Brother Scully, who served in Keenan Hall from 1985 to 1999, was among the most popular and affectionately regarded residence hall rectors in a University proud of its distinctive commitment to the quality of undergraduate communal life.

Before becoming Keenan Hall’s rector, Brother Scully had taught science and religion and served as counselor, retreat director and principal for Xavierian high schools in Massachusetts, Kentucky and New York. He also served in the Catholic school systems of Denver and Memphis as superintendent, and his religious order as its provincial vocation counselor. In 1971, he became the first president of the National Association of Religious Brothers.

At Notre Dame, he became an exemplar of the residence hall rector’s role in loco parentis, regarding his job as primarily a work of hospitable Christian ministry. The door of his apartment on Keenan’s first floor was open most of the time, and there seemed always to be a pot of hearty soup or stew simmering on the stove of its kitchenette. Brother Scully was an accomplished, if somewhat undisciplined chef and no Keenan student during his tenure went long without a home-cooked meal.

Soon after he had moved into Keenan, Brother Scully undertook what one alumnus remembers as the transformation of “an abandoned dungeon of a basement into a bright, well-decorated and much-used social area with drop ceilings, piped-in music, TVs, pool tables, video games and study space. Quite simply, he made the hall itself a more comfortable place to live.”

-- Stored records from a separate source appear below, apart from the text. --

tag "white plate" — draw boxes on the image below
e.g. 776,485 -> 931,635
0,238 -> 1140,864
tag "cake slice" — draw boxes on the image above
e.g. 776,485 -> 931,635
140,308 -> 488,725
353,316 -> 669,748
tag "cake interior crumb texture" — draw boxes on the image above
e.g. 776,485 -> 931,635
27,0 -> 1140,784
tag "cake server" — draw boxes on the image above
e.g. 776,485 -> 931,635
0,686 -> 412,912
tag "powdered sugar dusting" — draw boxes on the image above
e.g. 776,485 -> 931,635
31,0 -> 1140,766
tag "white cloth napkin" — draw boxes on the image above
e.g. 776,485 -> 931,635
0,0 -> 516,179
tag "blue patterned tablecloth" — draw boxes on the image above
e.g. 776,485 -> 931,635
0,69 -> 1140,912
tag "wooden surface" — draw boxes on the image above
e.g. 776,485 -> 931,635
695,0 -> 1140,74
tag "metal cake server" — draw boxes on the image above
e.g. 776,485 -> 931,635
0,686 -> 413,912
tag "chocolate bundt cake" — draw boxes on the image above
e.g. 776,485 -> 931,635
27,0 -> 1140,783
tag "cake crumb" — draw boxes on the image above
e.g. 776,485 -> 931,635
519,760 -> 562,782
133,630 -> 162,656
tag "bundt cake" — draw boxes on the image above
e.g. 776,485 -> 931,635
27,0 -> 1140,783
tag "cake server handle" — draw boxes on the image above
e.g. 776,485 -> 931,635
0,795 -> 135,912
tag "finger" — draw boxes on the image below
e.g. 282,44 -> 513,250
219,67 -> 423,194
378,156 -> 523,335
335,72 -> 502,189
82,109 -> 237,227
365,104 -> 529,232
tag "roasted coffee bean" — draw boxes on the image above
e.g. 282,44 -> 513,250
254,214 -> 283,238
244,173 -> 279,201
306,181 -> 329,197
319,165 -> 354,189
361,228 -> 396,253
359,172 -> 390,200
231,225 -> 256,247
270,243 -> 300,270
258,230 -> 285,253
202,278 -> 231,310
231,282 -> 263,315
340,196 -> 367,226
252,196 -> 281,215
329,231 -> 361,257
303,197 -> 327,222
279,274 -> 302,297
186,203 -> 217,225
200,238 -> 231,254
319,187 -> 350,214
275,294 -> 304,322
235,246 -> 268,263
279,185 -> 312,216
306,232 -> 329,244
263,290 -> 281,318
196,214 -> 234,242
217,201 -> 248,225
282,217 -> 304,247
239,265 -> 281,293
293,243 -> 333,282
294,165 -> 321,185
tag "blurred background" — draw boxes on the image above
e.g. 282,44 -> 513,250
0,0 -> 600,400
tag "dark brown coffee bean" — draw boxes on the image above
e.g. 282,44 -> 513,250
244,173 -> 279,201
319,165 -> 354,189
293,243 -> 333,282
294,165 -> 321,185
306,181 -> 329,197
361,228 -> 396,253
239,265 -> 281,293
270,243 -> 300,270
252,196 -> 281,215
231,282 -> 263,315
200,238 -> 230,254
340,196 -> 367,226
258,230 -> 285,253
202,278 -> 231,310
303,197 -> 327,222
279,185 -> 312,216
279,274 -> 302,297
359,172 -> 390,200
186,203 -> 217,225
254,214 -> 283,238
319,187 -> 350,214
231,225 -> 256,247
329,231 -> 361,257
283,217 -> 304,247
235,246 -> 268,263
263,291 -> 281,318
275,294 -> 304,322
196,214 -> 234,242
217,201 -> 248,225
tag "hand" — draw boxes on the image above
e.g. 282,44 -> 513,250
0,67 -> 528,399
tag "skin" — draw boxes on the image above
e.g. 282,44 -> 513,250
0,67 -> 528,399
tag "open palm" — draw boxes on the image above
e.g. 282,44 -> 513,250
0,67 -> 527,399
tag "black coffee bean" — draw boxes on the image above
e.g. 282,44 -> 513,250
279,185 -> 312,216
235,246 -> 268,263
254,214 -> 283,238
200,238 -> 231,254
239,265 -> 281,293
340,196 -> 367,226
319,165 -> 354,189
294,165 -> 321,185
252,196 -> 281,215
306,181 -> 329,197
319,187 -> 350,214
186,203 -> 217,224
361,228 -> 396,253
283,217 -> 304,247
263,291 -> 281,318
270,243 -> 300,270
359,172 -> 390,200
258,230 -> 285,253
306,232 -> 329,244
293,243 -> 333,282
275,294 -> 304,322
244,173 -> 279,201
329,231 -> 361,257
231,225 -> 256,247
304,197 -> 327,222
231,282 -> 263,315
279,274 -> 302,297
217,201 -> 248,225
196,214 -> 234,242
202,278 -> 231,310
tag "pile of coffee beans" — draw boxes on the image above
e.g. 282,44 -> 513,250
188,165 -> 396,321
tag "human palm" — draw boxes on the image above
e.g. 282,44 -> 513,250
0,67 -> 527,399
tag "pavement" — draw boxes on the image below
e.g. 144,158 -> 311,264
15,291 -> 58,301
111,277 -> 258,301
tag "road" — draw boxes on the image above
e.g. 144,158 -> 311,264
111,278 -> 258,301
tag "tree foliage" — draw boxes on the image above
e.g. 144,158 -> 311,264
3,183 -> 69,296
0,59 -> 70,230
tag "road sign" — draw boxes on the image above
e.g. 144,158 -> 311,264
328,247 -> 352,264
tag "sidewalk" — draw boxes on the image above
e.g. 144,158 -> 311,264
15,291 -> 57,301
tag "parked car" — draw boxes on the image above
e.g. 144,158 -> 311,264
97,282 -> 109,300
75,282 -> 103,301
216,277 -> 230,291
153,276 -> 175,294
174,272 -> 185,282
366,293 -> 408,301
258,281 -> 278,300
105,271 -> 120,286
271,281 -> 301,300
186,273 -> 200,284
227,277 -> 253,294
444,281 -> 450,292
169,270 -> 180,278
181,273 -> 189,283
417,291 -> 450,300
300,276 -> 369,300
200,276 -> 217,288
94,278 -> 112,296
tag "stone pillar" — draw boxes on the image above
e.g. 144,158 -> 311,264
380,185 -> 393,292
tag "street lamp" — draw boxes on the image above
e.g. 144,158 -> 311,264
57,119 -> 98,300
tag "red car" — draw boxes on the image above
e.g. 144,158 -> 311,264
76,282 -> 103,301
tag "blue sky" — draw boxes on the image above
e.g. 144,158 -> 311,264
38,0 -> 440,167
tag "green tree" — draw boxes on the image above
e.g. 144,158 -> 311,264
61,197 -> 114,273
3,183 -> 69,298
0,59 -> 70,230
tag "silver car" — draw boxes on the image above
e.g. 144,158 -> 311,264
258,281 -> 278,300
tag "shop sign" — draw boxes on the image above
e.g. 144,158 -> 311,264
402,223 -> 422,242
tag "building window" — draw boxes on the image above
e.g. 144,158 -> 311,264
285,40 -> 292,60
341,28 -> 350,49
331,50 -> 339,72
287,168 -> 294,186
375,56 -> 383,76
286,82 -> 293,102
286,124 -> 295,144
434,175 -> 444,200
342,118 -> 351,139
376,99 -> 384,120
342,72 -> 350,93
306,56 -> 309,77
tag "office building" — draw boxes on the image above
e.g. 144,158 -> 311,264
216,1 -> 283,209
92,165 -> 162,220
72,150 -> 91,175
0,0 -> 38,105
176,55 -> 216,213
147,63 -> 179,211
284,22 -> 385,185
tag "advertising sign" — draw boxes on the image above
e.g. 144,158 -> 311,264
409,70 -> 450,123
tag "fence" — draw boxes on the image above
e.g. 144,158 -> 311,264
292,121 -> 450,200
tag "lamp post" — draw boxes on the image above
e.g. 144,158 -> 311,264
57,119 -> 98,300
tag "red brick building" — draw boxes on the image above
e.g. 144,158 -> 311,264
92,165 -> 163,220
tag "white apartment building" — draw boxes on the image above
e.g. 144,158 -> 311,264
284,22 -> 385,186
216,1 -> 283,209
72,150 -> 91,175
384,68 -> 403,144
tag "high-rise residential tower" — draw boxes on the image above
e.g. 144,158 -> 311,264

In addition to being a companion, counselor and disciplinarian in the community life of the hall’s 300 residents, Brother Scully (“Brother Bon,” or simply “Bon,” the students called him) also was an enthusiastic supporter of spiritual retreats and social service projects, particularly of Dismas House, a community in which former prison convicts and college students lived together and where Brother Scully served as part-time cook.

A native of Baltimore, Brother Scully was graduated from Catholic University of America and professed vows in the Xavierian Brothers in 1951. He held a master’s degree in chemistry from the University of Detroit and a master’s degree in religious education from Loyola University in Chicago.

“My most cherished pursuits,” he wrote recently, “were mostly my teaching, my efforts to encourage young people to deepen their relations with Jesus and to reach out to the less fortunate.”

The pursuits Brother Bon most cherished were, to those who lived in Keenan Hall and to most others who lived and worked at Notre Dame from 1985 to 1999, always plain to see.